In einem Steckbrief würde man die Lebenskoordinaten des Paares so zusammenfassen: Seit über 20 Jahren verheiratet, keine Kinder, gutsituiert, obwohl die ganz großen Erfolge ausgeblieben sind, nachdem es bei Rasmus, einem Theaterregisseur, immerhin hoffnungsvolle Anfänge gab. Inzwischen ist das Leben jedoch so alltäglich und langweilig beständig, dass es einen schon gefährlichen Übermut provoziert. Rasmus will es nämlich nochmal wissen: Eine neue Welt erobern, weit weg von zu Hause, zeigen, was er kann und das ausgerechnet in einem „Billigurlaubsgebiet“, wo ein neues Theater entstehen soll. Chloe ist an seiner Seite. Schließlich hat sie ihn gern, manchmal weint sie sogar aus bloßer Sorge um ihren Rasmus. Nur, leidenschaftlich war ihre Beziehung halt nie.
Chloe masturbiert jeden Tag unter der Dusche und hofft ansonsten darauf, dem „biologischen Ruf der Geschlechtsorgane keine Folge“ leisten zu müssen, jedenfalls nicht mit Rasmus. Obwohl sie „theoretisch gerne fickt“. Bei Rasmus verhält es sich ganz ähnlich. Er sagt, mit Chloe habe er sich eben „gegen Sex und für die Liebe“ entschieden. Man muss ergänzen, dass es sich hier um ein Konzept der Liebe handelt, das Sibylle Berg seit Jahren propagiert: „Der Glücksumstand ist nur, dass sich zwei Menschen finden, die auf dem gleichen Erkenntnisstand sind. Das ist das große Spiel.“ Letztlich kann es dann eben auch "Kalli sein", mit dem sich die existentielle Einsamkeit am besten überwinden lässt. Die Konsequenz aus diesem so prosaischen wie realistischen Liebeskonzept ist für Chloe und Rasmus: „Heute haben wir Sex, wenn ich morgens hart bin, weil die Blase auf meine Prostata drückt“.
In dieser Phase zwar innigen, aber gänzlich leidenschaftslosen Zugewandtseins erlebt Chloe dann fast absichtslos großartigen Sex mit dem Masseur Benny, und plötzlich ist „irgendetwas kaputt“. Sie verlässt das gemeinsame Hotelzimmer, Rasmus bleibt allein zurück. Es folgt eine wahrlich rauschhafte Liebesgeschichte, die in einer schonungslosen Ménage à Trois gipfelt.

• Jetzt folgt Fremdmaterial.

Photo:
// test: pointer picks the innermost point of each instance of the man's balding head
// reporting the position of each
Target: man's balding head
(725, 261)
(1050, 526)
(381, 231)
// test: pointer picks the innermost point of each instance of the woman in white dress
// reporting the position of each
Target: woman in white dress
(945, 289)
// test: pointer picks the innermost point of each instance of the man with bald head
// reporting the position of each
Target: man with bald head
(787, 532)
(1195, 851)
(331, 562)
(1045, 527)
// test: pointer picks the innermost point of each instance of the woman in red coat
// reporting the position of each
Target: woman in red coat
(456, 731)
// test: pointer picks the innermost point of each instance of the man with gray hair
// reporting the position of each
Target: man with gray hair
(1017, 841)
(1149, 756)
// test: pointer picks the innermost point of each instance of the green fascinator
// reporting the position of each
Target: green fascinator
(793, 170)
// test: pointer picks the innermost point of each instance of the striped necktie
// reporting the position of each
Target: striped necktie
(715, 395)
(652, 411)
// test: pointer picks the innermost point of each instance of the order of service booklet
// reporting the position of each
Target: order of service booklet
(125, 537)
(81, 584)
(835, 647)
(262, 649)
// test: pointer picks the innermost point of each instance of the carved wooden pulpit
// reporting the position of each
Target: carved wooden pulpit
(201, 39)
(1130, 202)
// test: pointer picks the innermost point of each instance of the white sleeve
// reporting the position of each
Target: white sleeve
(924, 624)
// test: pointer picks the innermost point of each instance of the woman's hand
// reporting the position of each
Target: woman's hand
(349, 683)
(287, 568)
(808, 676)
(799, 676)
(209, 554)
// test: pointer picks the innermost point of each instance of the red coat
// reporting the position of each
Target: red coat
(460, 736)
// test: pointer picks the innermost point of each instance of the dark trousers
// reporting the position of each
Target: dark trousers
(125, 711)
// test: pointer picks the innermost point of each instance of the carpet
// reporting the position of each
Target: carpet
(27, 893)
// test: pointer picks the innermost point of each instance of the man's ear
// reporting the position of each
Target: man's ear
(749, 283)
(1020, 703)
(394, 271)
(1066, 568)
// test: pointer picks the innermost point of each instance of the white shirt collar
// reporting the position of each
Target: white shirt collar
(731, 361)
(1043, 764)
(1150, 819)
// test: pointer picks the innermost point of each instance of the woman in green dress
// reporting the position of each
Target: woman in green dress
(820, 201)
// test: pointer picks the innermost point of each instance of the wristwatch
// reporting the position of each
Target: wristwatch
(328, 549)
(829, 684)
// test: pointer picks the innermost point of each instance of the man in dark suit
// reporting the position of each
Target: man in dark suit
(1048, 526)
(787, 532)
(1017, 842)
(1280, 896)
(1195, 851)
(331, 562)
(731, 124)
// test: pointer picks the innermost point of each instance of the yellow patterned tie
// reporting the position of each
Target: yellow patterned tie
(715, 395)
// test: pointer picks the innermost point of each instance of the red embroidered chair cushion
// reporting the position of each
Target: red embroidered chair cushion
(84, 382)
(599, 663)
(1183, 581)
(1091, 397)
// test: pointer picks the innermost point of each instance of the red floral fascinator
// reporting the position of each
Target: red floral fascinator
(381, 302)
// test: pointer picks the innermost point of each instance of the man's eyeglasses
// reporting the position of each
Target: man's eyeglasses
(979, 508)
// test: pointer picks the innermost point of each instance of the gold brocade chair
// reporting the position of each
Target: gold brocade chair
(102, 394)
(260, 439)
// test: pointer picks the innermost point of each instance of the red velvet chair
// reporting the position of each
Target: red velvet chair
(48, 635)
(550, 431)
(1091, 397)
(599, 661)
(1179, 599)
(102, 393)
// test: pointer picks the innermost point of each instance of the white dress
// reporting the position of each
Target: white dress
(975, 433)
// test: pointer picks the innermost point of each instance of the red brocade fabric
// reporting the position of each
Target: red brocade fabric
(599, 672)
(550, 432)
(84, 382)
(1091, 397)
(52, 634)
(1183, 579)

Und wie geht das aus? Nicht gut, wie immer bei Frau Berg, für den Liebhaber Benny sogar böse, während Chloe ihren Frieden findet: „Ich mache mir einen Tee, lege Klaviermusik auf, Goldberg-Variationen, passend zu diesem Tag, der harmlos, freundlich und ruhig ist, ich hoffe, dass alles jetzt so weitergehen wird.“

Sibylle Berg liest zusammen mit Christian Ulmen aus „Der Tag, als meine Frau einen Mann fand“, dazu spielt die Elektro-Band Kreidler.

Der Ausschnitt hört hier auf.